Using FeedJira to create RSS aggregator/reader

I am trying to create my own rss reader app in ruby on rails. I want to be able to store various news stories in my database that I can pull from later to display each story with its headline, image, summary, etc. in a nice layout. I am working with the feedjira library and am also pretty new to RoR. I know that these two commands in the rails console fetch rss feeds and somehow parse them:

urls = %w[http://feedjira.com/blog/feed.xml https://github.com/feedjira/feedjira/feed.xml]
feeds = Feedjira::Feed.fetch_and_parse urls

While these two commands work on rss feeds, I was wondering how I could configure my database/model and then save the news entries I get from Feedjira into the db. I tried watching the railscast on this issue but it seemed a bit out of date. Any help on this issue would be immensely appreciated! Thanks in advance!

Upvotes: 3

Answers (2)

Matt

Reputation: 3780

Here's one way:

Create a model such as this:

class Entry < ActiveRecord::Base

  attr_accessible :guid, :source_site_id, :url, :title, :summary, :description, :published_at

  def self.update_from_feed(feed_name)
    feed = Feed.find_by_name(feed_name)
    feed_data = Feedjira::Feed.fetch_and_parse(feed.feed_url)
    add_entries(feed_data.entries, feed)
  end

  private
  def self.add_entries(entries, feed)
    entries.each do |entry|
      break if exists? :entry_id => entry.id

        create!(
            :entry_id     => entry.id,
            :feed_id      => feed.id,
            :url          => entry.url,
            :title        => entry.title.sanitize,
            :summary      => entry.summary.sanitize,
            :description  => entry.content.sanitize,
            :published_at => entry.published
        )

      end
    end
  end
end

You can then call this from the cli / cron or whatever with, for example:

rails runner -e development 'Entry.update_from_feed("feedname")'

This runs the update_from_feed method in the context of your Rails app using a separate rails instance (a bit like rails console), but doesn't impact the running Rails instance.

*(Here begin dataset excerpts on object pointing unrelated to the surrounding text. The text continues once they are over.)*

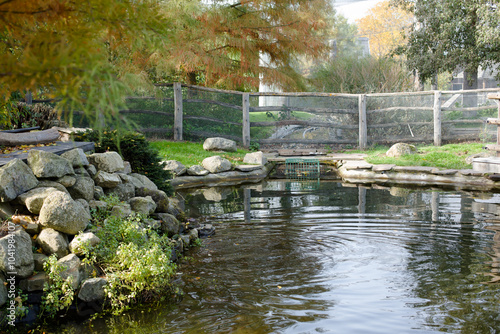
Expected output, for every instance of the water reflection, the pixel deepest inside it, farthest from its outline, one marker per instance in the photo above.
(337, 259)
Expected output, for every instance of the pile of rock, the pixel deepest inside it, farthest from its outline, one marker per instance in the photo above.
(46, 204)
(216, 164)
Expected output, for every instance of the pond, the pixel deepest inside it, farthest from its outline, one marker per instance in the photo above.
(331, 258)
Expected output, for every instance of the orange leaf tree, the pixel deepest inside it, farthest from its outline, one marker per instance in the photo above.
(88, 54)
(384, 26)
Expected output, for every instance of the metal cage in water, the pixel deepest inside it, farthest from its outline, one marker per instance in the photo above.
(302, 169)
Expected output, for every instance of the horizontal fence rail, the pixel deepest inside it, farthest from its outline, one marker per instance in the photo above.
(181, 112)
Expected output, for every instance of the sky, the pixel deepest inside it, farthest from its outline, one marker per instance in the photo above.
(354, 9)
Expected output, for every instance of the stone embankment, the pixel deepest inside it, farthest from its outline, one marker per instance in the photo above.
(45, 205)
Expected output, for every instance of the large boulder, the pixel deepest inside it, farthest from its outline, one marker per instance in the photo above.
(144, 205)
(256, 158)
(53, 242)
(143, 182)
(92, 290)
(109, 161)
(83, 188)
(46, 164)
(33, 199)
(15, 178)
(76, 157)
(71, 264)
(62, 213)
(85, 239)
(175, 167)
(159, 197)
(169, 224)
(219, 144)
(197, 170)
(216, 164)
(124, 191)
(16, 255)
(400, 149)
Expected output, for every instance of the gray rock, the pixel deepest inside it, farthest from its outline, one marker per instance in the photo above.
(6, 211)
(400, 149)
(144, 181)
(71, 263)
(15, 178)
(159, 197)
(3, 291)
(144, 205)
(107, 180)
(124, 191)
(128, 167)
(257, 158)
(16, 259)
(87, 239)
(52, 184)
(169, 224)
(83, 188)
(39, 260)
(46, 164)
(219, 144)
(98, 192)
(92, 290)
(62, 213)
(109, 162)
(216, 164)
(53, 242)
(76, 157)
(197, 170)
(34, 283)
(175, 167)
(33, 199)
(67, 181)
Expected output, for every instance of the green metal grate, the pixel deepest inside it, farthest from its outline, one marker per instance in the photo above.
(302, 169)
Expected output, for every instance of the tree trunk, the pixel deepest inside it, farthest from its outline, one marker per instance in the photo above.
(470, 100)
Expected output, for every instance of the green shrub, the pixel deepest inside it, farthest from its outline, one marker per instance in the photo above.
(134, 148)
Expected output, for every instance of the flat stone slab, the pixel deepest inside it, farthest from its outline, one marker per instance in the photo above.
(356, 164)
(247, 168)
(59, 148)
(383, 168)
(414, 169)
(347, 156)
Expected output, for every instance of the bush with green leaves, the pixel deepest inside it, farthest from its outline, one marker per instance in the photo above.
(135, 149)
(134, 258)
(58, 294)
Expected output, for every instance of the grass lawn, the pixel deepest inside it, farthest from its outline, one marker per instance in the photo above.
(450, 156)
(190, 154)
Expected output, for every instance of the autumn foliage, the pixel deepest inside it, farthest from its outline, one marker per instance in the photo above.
(385, 25)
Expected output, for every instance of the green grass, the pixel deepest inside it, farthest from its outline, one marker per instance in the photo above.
(190, 154)
(451, 156)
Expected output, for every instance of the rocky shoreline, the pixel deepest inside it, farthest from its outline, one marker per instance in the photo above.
(46, 207)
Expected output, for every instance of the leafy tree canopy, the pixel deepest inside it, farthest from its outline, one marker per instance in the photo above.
(384, 26)
(90, 53)
(451, 35)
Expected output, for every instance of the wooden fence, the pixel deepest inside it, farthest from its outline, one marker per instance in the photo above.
(362, 115)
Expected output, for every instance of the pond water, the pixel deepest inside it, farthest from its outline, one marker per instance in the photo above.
(330, 258)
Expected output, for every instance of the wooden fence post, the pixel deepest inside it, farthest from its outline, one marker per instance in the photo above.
(437, 118)
(246, 120)
(363, 131)
(177, 111)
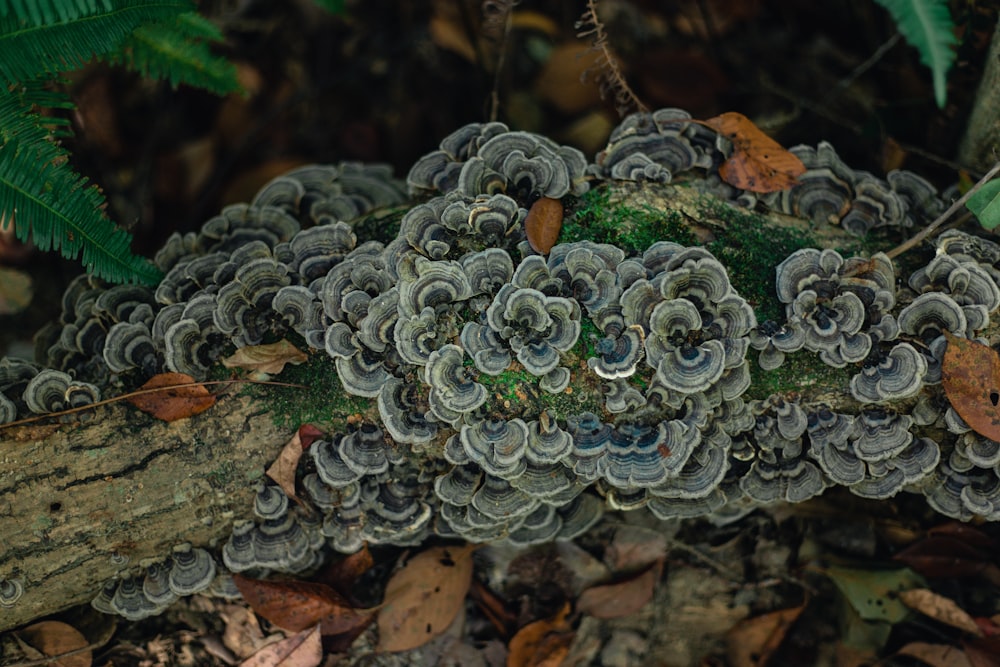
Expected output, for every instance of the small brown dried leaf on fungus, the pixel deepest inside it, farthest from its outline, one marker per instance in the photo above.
(544, 643)
(758, 162)
(543, 224)
(298, 605)
(267, 359)
(178, 396)
(970, 375)
(54, 638)
(423, 598)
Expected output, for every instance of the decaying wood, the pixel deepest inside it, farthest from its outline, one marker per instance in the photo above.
(82, 502)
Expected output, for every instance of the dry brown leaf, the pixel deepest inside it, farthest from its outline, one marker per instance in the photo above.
(423, 598)
(940, 608)
(341, 575)
(304, 649)
(267, 359)
(242, 634)
(561, 82)
(173, 402)
(621, 598)
(936, 655)
(52, 638)
(298, 605)
(752, 642)
(15, 290)
(543, 643)
(543, 224)
(970, 375)
(283, 469)
(758, 162)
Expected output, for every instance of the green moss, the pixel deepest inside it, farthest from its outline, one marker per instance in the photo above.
(750, 249)
(516, 392)
(589, 335)
(380, 225)
(799, 373)
(322, 399)
(593, 217)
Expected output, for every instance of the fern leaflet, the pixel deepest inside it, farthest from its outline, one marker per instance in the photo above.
(175, 50)
(40, 12)
(53, 205)
(927, 25)
(31, 49)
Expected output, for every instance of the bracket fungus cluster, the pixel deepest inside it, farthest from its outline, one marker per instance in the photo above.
(515, 396)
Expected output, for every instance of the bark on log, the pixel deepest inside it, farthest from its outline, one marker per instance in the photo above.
(77, 500)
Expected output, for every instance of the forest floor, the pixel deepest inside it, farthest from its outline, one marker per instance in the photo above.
(385, 81)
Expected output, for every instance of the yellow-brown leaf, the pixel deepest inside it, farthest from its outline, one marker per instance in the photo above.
(970, 375)
(177, 396)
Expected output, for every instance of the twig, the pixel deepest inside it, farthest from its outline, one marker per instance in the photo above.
(498, 14)
(140, 392)
(941, 219)
(612, 80)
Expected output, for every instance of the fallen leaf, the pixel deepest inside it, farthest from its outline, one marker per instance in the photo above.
(283, 469)
(267, 359)
(940, 608)
(494, 609)
(53, 638)
(298, 605)
(242, 633)
(342, 575)
(758, 162)
(873, 593)
(752, 641)
(621, 598)
(985, 204)
(309, 434)
(424, 597)
(543, 643)
(936, 655)
(173, 402)
(543, 224)
(634, 548)
(304, 649)
(943, 556)
(970, 374)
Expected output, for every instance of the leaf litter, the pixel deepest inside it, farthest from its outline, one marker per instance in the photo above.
(424, 597)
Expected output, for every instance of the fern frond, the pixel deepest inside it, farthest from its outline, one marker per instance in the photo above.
(176, 50)
(53, 205)
(56, 208)
(18, 121)
(927, 26)
(31, 50)
(40, 12)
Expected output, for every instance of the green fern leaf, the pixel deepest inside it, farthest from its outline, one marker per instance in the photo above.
(40, 12)
(49, 202)
(176, 50)
(335, 7)
(927, 25)
(32, 49)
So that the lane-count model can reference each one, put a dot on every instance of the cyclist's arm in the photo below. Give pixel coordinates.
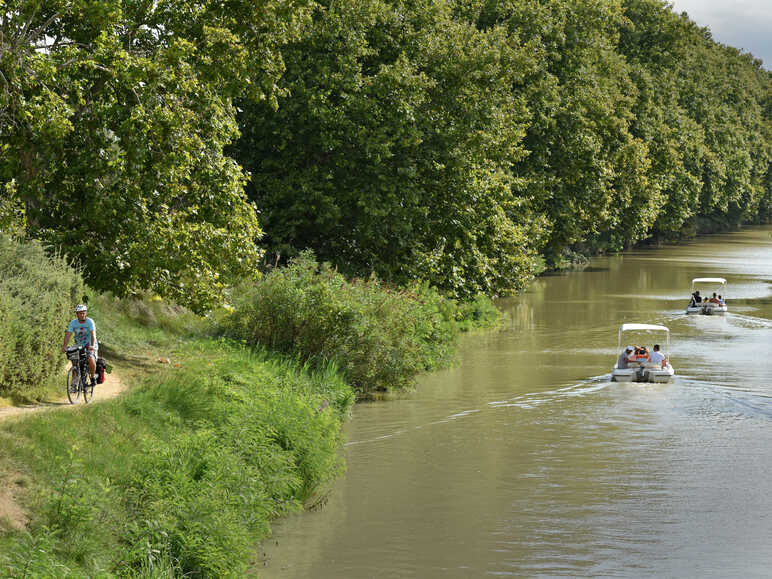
(67, 336)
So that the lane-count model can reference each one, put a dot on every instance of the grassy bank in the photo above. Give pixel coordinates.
(180, 476)
(217, 437)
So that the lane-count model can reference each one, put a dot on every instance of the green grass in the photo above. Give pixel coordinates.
(182, 475)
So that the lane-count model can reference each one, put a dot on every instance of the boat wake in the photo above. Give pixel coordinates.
(534, 399)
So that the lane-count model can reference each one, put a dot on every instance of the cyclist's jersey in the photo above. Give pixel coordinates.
(82, 331)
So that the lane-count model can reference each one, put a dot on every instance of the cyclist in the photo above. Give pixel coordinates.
(85, 335)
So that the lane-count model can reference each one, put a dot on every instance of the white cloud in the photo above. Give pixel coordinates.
(744, 24)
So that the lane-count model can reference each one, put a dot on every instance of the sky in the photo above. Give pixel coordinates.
(745, 24)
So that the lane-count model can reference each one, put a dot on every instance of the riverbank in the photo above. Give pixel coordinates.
(181, 475)
(215, 437)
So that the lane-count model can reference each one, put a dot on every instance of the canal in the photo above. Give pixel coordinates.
(524, 460)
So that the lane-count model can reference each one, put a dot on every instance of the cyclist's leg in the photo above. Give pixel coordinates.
(92, 356)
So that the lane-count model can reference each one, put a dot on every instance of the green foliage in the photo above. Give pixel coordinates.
(378, 337)
(37, 294)
(13, 219)
(392, 151)
(114, 117)
(181, 476)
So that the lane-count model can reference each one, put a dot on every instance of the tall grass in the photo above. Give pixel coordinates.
(37, 294)
(378, 336)
(181, 476)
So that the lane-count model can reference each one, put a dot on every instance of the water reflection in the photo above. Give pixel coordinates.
(526, 461)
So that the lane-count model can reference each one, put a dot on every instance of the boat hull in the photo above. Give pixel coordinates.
(708, 310)
(643, 374)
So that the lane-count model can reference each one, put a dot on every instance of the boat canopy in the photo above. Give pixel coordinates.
(649, 327)
(646, 328)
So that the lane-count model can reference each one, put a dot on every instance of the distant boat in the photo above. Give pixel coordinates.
(715, 285)
(642, 370)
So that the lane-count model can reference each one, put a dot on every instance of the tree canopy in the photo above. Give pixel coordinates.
(167, 144)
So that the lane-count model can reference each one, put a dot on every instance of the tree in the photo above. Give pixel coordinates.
(116, 115)
(393, 151)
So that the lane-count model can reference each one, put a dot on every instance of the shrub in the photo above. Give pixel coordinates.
(378, 336)
(181, 476)
(37, 293)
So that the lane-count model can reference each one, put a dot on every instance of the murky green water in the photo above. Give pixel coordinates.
(526, 461)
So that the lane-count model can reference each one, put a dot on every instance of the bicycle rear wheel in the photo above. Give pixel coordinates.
(73, 384)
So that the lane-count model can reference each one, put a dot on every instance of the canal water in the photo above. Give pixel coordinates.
(524, 460)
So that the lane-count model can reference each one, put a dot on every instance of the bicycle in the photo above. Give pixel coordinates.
(77, 375)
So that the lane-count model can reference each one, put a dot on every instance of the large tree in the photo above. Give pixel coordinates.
(393, 151)
(114, 118)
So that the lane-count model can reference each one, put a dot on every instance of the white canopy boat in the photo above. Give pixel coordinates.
(642, 370)
(715, 285)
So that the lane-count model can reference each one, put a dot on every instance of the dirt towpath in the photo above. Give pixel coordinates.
(11, 514)
(112, 387)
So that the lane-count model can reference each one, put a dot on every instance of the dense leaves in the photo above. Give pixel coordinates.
(461, 142)
(114, 118)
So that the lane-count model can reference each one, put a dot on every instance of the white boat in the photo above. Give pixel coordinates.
(643, 370)
(715, 285)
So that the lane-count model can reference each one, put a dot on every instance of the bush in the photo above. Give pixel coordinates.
(37, 293)
(181, 476)
(379, 337)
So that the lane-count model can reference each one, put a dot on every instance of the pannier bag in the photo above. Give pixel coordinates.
(101, 365)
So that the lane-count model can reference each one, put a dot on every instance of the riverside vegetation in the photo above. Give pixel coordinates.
(182, 475)
(431, 151)
(464, 143)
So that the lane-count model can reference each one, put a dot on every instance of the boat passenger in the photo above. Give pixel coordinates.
(625, 357)
(657, 358)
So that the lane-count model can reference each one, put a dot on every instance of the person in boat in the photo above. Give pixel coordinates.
(657, 358)
(625, 358)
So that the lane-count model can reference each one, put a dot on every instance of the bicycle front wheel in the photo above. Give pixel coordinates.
(73, 385)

In this example, there's a separate model which has name and feed_urls, so there's a lookup of the url based on the provided name.

This code doesn't use the ability of Feedjira to check for updates, so dupe checking is baked in. (This guthub issue says to avoid using the #update method.

Note that the use of break assumes that new entries are always added to the top of the feed. If you don't trust the feed, then replace break if with unless. The url can be used as an alternative unique id.

Edit:

Here's a version of the update_from_feed method that takes advantage of Feedjira's ability to process multiple feeds:

def self.update_all
  feed_urls = Feed.pluck :feed_url
  feeds = Feedjira::Feed.fetch_and_parse(feed_urls)

  feed_urls.each do |feed_url|
    feed = Feed.find_by_feed_url(feed_url)
    add_entries(feeds[feed_url].entries, feed)
  end
end

pluck returns all the rows of the specified column(s) (:feed_url in this case) in an array. Equally you could change it to accept an array of names, from which it looks up an array of URLs to pass to feedjira.

Finally, if you wanted a self-looping method, you could include:

def self.update_all_periodically(frequency = 15.minutes)
  loop do
    update_all_from_feed
    sleep frequency.to_i
  end
end

Then this:

rails runner -e development 'Feed.update_all_periodically'

won't return until you break the process, and will update all feeds at the default frequency, or that specified as an optional argument.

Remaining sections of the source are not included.